Hienz betont, dass E.ON die Kunden entlang der gesamten Wertschöpfungskette beraten kann, dabei aber bei weitem nicht alles technisch allein umsetzt, sondern über Partnernetzwerke arbeitet. »Die herkömmliche Beleuchtung durch effiziente LED-Beleuchtung zu ersetzen, ist sicherlich kein Thema von E.ON. Aber es ist Teil des Ganzen und hier arbeiten wir mit den entsprechenden Partnern zusammen«, erklärt Rosenbaum.
Für die Kunden wiederum sei wichtig, dass E.ON in Fragen der Energieeffizienz der alleinige Ansprechpartner sei. Aber gerade unter dem Aspekt, dass sich die Unternehmen von den Versorgern autark machen wollen – wollen sie sich dann auf eine langfristige Beratungszusammenarbeit mit E.ON einlassen?

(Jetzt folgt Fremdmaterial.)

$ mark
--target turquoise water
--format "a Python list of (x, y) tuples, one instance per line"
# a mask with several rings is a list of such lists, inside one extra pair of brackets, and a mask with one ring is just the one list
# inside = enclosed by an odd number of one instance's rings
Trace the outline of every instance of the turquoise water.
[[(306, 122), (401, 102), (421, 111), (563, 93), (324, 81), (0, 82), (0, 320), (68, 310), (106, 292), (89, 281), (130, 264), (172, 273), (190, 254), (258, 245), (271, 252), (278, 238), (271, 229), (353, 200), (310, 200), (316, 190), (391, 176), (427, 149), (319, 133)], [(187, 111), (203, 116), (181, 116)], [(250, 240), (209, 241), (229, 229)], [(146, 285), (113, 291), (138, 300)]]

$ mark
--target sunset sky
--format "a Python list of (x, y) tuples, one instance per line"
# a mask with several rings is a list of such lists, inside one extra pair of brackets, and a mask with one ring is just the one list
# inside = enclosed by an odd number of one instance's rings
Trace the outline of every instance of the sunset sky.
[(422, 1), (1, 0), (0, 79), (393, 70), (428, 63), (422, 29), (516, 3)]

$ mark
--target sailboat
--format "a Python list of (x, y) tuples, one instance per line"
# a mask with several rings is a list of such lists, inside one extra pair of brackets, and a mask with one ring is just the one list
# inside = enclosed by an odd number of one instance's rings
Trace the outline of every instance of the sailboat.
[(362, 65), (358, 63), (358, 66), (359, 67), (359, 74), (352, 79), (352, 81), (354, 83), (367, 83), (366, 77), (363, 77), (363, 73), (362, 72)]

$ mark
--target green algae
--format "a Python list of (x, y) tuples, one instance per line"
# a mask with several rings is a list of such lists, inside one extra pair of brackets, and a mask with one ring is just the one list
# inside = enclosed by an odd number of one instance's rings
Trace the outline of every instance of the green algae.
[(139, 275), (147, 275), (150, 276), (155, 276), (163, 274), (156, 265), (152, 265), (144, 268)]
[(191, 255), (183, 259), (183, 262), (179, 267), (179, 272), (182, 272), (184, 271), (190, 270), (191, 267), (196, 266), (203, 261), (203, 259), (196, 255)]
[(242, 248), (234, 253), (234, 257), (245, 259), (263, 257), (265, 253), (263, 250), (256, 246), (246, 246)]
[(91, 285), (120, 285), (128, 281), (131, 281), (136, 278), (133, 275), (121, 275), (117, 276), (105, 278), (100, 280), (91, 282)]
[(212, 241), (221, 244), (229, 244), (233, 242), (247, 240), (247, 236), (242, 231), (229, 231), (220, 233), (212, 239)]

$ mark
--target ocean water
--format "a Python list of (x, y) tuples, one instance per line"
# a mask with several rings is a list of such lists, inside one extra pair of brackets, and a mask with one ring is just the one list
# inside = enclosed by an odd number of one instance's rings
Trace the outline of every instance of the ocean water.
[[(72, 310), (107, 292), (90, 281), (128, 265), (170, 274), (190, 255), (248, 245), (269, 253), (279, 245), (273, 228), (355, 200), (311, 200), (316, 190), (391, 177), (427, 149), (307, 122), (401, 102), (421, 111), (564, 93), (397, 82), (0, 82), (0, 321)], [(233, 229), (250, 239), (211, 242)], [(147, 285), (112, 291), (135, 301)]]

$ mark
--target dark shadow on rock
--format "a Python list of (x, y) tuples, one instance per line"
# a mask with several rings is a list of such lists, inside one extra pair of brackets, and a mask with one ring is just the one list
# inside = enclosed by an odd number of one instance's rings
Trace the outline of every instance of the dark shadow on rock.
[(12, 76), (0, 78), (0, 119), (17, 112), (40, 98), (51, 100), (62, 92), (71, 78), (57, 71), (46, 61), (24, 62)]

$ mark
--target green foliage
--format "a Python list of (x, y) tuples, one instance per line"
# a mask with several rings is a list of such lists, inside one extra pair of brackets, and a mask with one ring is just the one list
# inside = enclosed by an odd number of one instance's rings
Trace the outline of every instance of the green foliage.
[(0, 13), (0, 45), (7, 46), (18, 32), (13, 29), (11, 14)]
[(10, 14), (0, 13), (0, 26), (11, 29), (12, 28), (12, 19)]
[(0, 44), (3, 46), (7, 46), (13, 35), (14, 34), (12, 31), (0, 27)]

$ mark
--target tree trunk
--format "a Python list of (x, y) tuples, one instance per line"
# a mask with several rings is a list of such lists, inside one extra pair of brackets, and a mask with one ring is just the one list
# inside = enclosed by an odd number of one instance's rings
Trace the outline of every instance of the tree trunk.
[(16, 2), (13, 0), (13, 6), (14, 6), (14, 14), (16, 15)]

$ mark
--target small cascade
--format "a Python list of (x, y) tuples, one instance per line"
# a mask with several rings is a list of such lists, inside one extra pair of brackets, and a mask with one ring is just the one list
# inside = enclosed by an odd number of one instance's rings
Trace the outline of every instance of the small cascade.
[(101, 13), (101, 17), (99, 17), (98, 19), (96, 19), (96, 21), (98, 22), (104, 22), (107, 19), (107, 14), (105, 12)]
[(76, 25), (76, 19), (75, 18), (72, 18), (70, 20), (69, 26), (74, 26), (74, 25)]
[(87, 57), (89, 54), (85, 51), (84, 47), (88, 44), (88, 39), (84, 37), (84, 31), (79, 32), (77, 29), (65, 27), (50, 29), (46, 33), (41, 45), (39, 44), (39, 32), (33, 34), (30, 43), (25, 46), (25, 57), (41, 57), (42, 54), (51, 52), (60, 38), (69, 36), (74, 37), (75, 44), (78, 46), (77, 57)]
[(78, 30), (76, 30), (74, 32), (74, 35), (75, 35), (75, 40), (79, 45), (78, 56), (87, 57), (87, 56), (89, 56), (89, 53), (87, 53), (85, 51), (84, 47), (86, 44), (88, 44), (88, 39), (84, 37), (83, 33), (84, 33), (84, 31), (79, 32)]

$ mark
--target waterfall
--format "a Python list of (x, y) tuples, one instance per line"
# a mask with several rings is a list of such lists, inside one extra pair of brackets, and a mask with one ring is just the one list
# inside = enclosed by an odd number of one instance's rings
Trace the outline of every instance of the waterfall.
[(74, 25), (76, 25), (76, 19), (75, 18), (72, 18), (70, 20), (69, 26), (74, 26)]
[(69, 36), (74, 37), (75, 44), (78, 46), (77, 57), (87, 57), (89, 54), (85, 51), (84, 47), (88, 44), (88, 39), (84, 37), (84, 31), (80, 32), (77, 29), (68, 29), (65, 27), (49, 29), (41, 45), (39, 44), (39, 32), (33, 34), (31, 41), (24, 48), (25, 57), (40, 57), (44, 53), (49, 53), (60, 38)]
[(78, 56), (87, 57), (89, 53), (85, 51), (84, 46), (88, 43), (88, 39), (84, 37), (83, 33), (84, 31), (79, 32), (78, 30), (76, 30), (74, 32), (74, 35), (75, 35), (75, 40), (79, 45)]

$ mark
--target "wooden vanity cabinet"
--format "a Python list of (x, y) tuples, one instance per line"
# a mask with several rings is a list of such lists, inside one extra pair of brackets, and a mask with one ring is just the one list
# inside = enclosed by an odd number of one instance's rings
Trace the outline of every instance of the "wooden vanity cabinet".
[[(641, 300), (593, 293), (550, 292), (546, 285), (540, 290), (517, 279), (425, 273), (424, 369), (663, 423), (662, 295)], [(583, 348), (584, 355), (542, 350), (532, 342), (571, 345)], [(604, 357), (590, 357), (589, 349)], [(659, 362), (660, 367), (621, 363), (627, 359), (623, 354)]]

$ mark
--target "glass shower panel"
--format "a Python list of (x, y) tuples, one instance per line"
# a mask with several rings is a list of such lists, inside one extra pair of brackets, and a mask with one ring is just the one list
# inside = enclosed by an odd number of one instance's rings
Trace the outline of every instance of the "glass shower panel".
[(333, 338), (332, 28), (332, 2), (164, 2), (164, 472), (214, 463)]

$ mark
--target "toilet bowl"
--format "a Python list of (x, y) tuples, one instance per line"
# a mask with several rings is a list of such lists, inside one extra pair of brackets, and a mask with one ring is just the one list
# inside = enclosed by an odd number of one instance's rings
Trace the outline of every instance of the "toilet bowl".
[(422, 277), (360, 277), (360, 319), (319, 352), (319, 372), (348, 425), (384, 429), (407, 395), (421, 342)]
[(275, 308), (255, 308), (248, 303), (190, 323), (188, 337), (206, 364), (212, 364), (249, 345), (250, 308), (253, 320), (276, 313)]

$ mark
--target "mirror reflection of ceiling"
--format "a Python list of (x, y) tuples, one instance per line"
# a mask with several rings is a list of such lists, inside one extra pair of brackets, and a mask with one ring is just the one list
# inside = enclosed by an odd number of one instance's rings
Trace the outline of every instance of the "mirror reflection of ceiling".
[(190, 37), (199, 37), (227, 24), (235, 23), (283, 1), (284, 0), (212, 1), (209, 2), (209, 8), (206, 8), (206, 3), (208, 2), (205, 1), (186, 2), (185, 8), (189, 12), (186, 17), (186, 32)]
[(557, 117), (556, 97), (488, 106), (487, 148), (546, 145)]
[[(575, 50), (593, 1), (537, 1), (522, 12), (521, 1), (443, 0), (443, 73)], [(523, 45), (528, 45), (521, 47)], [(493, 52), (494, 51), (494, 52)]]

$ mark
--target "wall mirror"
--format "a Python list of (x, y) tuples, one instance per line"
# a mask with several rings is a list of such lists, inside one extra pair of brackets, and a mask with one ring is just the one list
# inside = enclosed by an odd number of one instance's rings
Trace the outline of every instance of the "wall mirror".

»Trotz aller Autarkiebestrebungen bevorzugen die Kunden doch, wenn sie es im Bereich der Energieeffizienz mit einem einzigen Ansprechpartner zu tun haben«, antwortet Rosenbaum. »Wir haben uns zum Ziel gesetzt, als Energie-Effizienz-Partner wahrgenommen zu werden – und die Geschäftskunden verstehen das auch.«
Und sie verstehen auch, dass Energieeffizienz nicht darin besteht, ein System einzuführen, die Zielwerte zu erreichen – und dann nichts mehr zu tun. »Es ist ähnlich wie beim Fitnesstraining: Wenn man aufhört, nachdem man sein Zielgewicht erreicht hat, wird man es nicht lange halten können«, meint Rosenbaum. »Auch bei der Energieeffizienz ist es wichtig, immer am Ball zu bleiben.« Das Schöne sei aber, dass es erstaunlich ist, wie viel Energieeinsparungen sich selbst dann erreichen lassen, wenn schon die ersten Maßnahmen gegriffen haben. »Wir sind selber manchmal erstaunt, wie hoch das Einsparpotenzial selbst dann noch ist«, resümiert Rosenbaum.